Libra Energy BV is a trading company. It is established in Castricum, the Netherlands, and registered in the Trade Register under Chamber of Commerce registration number 37140128. Libra’s clients can only be persons that trade in the practice of a profession or operation of a business.
1.1 These General Terms and Conditions apply to all offers, agreements and deliveries of Libra, unless explicitly agreed otherwise in writing. In no case other terms and conditions and/or provisions will be accepted.
2.1 Libra is bound by an agreement only if it sends the client a written offer or order confirmation which is integrally accepted by the client in writing or by e-mail within three days.
3.1 The prices offered or confirmed by Libra concern only the goods referred to in the offer or confirmation. Libra will invoice separately for the costs of shipment and additional charges at the cost price paid by Libra.
3.2 Prices offered or confirmed by Libra are subject to change as a result of external factors over which Libra has no control. Price increases related to this are charged on if more than a month has passed or will pass between the date of the agreement and the date of delivery.
3.3 Payments discharge the client only if they are made by means of a transfer to the bank account number with the name shown in the invoice.
3.4 Every invoice from Libra must be paid within eight days of the invoice date and before the date of the shipment of the products, unless otherwise agreed in writing.
3.5 In the event of late payment, the client is in default and trading interest becomes payable at the legal rate from the invoice date.
3.6 Payment is due without any discount or settlement.
3.7 If the client fails to pay in time, Libra has the right to transfer its receivable to a collection agency. The extra-judicial collection costs are borne by the client. They shall amount to at least 15% of the invoice amount plus the interest payable.
4.1 Libra is a trading company and maintains only limited stocks itself. Agreed delivery times are indicative only. In addition to force majeure, within the meaning of the Law, non-delivery, late delivery or incorrect delivery by Libra’s suppliers or carriers constitute force majeure on Libra’s part.
4.2 If, for any reason whatsoever, a situation of force majeure lasts for more than three weeks after the indicative delivery time given, both parties have the right to dissolve the agreement in relation to any part not yet performed. The client holds this right only after it has summoned Libra to comply and has set a reasonable term for this.
4.3 Delivery takes place only after payment by the client to Libra of all amounts owed, unless otherwise agreed in writing.
5.1 The risk transfers to the client as soon as the consignment has been transferred to the person that provides for the shipment of the consignment or when the goods leave our warehouse for shipment.
5.2 If the client is not present at the delivery location, the goods may be left at the delivery address at the client’s risk and expense.
6.1 The manufacturer of the goods that are the subject of or related to the agreement is liable for the delivered goods, to the exclusion of Libra. Consequently, only the manufacturer provides a guarantee.
6.2 for the delivered goods.

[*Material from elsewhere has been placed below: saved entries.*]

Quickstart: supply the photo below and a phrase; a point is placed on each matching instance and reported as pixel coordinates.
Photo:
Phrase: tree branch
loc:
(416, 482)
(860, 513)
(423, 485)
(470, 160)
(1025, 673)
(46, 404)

Libra is not liable, even if the manufacturer provides no guarantee or an inadequate guarantee.
6.3 At the client’s earliest request, Libra will transfer its rights in respect of the producer to the client as far as possible.
6.4 Libra is liable only for damage caused by malicious intent or gross negligence on its own part. If Libra is liable, its liability is limited to the value of the delivered goods as shown in the invoice.
7.1 Libra reserves ownership of the goods until all its receivables in relation to those goods have been settled.
7.2 The client is required to treat the goods with due care; in particular, the client is required to duly insure at its own expense these goods against damage caused by fire, water and theft, at the new value.
7.3 The client must notify Libra in writing without delay in the event of garnishment/foreclosure by third parties or bankruptcy or the threat thereof, a moratorium on payments or a debt rescheduling arrangement, to enable Libra to take appropriate measures to protect its interests.
8.1 The inapplicability, invalidity, nullity or nullification of a provision of the agreement and these General Terms and Conditions is without prejudice to the applicability and validity of the other provisions.
8.2 All disputes between the parties relating to agreements with Libra are governed by Dutch law. The District Court of Amsterdam has sole competence to hear such disputes.